北海道株式会社のケース(終)vol.069

何をマスコミにアピールするか、については考えるまでもない。
社長と、北海道株式会社の今日までの歴史が良いと思う。

【法人】の淡々とした語りだけでも充分なドラマ性に満ちていた。
しっかりとした演出で表現すれば、感動のストーリーが出来上がりそうだ。
物語の合間に「お客様の声」を差しはさむと、好意的なコメントが得られてより効果が増すだろう。

(しかし、どうやって売り込むか)
【法人】が社長を誘導しても、父や初代社長の話を、積極的に雑誌社などへ語ることはなさそうだし、そもそも社長自身が「私の感動物語を聞いてください」などとアピールしたら、消費者は胡散臭さを感じてしまうだろう。
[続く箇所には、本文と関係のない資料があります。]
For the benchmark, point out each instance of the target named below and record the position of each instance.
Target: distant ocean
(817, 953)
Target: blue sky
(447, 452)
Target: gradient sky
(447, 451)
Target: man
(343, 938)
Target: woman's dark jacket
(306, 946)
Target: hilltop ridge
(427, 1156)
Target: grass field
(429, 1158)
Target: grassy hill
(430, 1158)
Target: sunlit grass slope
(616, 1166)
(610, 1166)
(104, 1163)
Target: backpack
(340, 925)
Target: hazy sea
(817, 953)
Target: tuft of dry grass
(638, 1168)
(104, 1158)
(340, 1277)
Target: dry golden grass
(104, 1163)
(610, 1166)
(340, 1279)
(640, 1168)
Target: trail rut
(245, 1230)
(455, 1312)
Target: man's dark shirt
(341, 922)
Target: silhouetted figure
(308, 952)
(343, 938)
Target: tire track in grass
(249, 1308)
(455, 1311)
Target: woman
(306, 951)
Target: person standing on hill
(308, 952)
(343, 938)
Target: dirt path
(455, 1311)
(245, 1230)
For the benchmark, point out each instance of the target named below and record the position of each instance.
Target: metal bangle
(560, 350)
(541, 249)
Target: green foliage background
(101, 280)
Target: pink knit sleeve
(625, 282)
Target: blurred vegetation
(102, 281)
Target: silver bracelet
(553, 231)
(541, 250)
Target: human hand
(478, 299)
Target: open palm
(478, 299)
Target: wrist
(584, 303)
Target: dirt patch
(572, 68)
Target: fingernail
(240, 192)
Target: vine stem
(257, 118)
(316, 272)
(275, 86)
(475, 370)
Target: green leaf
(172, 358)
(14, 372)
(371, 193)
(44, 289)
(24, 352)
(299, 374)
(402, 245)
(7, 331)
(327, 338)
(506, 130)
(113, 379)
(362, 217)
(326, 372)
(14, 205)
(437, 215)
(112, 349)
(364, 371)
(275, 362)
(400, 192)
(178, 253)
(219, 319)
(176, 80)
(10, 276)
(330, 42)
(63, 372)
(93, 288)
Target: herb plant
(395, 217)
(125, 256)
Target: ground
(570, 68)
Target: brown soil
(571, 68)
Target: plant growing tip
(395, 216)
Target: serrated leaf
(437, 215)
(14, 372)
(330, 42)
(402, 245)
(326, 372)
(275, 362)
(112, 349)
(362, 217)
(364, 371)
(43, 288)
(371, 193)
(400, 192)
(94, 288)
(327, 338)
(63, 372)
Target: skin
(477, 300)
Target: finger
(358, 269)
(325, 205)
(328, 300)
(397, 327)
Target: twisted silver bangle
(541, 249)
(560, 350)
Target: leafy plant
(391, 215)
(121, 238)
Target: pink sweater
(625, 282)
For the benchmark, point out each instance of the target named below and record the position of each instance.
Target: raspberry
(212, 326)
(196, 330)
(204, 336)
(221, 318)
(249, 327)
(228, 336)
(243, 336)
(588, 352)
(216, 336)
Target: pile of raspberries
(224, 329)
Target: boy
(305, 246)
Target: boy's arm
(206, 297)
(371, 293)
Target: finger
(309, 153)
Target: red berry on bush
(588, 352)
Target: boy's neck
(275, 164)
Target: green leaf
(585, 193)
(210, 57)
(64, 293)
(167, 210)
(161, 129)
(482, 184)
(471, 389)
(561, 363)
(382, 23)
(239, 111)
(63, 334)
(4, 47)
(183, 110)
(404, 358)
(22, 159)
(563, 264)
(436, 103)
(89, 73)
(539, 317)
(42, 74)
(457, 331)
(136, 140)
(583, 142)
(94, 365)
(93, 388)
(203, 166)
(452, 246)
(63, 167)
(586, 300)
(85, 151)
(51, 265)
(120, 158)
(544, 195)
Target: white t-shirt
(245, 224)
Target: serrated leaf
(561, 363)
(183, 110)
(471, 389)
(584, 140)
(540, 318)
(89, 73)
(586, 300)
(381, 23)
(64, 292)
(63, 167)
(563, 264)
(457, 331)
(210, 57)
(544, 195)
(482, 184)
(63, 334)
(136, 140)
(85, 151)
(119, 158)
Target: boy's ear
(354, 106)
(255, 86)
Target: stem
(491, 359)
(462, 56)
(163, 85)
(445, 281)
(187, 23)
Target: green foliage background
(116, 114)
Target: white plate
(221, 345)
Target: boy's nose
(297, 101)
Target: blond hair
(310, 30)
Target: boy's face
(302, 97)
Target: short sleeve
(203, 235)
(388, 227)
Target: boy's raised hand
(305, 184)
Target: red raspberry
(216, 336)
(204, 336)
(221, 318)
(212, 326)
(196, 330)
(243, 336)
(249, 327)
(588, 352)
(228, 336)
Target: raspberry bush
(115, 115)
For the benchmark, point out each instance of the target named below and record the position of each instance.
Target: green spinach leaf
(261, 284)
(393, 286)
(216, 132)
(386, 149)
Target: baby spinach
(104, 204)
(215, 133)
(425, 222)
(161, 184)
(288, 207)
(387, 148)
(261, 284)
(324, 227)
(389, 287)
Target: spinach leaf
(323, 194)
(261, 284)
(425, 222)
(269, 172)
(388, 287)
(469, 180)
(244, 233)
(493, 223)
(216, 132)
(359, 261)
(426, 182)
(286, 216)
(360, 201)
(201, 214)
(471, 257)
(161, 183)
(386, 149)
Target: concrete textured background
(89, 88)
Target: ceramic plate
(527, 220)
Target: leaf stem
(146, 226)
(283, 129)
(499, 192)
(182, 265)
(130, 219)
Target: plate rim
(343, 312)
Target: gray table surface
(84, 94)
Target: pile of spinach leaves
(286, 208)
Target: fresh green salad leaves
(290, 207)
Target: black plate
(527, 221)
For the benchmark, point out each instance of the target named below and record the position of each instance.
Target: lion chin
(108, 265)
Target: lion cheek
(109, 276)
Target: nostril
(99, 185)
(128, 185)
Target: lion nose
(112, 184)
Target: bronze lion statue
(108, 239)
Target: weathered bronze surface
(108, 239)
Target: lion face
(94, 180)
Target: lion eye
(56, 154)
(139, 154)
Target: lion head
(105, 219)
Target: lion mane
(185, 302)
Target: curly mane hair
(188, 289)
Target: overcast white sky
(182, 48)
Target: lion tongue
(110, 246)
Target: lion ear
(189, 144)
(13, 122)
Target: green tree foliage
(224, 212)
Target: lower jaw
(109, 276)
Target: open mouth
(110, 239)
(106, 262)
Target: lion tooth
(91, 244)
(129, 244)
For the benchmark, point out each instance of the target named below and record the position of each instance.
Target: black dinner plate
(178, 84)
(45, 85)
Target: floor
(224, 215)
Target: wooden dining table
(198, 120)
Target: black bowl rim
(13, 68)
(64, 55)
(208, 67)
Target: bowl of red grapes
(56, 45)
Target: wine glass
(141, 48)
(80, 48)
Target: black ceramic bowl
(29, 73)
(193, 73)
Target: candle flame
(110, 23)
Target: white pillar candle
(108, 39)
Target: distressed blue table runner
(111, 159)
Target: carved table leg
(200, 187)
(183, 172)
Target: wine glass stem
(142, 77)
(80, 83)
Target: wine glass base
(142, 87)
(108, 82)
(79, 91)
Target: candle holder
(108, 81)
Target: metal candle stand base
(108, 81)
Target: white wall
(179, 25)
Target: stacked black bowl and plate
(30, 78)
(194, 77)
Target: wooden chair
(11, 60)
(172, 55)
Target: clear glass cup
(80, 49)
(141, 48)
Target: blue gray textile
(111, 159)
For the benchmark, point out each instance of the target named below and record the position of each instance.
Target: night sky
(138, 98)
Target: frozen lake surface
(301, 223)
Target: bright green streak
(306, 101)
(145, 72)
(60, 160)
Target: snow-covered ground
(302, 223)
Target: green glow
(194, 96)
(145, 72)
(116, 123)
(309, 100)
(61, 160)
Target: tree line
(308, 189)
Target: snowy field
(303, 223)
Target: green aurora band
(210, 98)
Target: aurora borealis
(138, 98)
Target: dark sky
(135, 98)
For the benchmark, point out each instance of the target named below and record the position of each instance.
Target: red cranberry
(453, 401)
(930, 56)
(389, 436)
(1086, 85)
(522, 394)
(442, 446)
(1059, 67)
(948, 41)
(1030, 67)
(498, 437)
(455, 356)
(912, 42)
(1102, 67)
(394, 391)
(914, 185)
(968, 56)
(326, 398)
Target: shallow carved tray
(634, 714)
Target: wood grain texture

最終的には感動物語を受け入れてもらうとしても、そこに至るまでのプロセスは慎重に考える必要がある。

(マスコミとの懸け橋……。その自然なきっかけになり得る要素……)

あった!

中学時代から作文で賞をとったり、雑誌に地元リポートを送って掲載されたりしている

今、この会社で社長以外に唯一、会社の強みを支える「業務シナリオ」を書くことができる女性事務員がいることを、あなたは思い出した。

彼女は、社長と会社のこれまでの歩みを知っているのかと、あなたは【法人】に質問した。
「先代の仕事を引き継いで、先輩と二人でやりくりしてきたことは知っていますが、それ以外は詳しく知らないようです」
しかしそれでも、自身の昔話を社員に話したことは何度かあるそうだ。

(それなら不自然ではないだろう)
あなたは【法人】に、その女性に話すように社長を『誘導』し、次に、社内報を作るよう彼女を『誘導』するよう伝えた。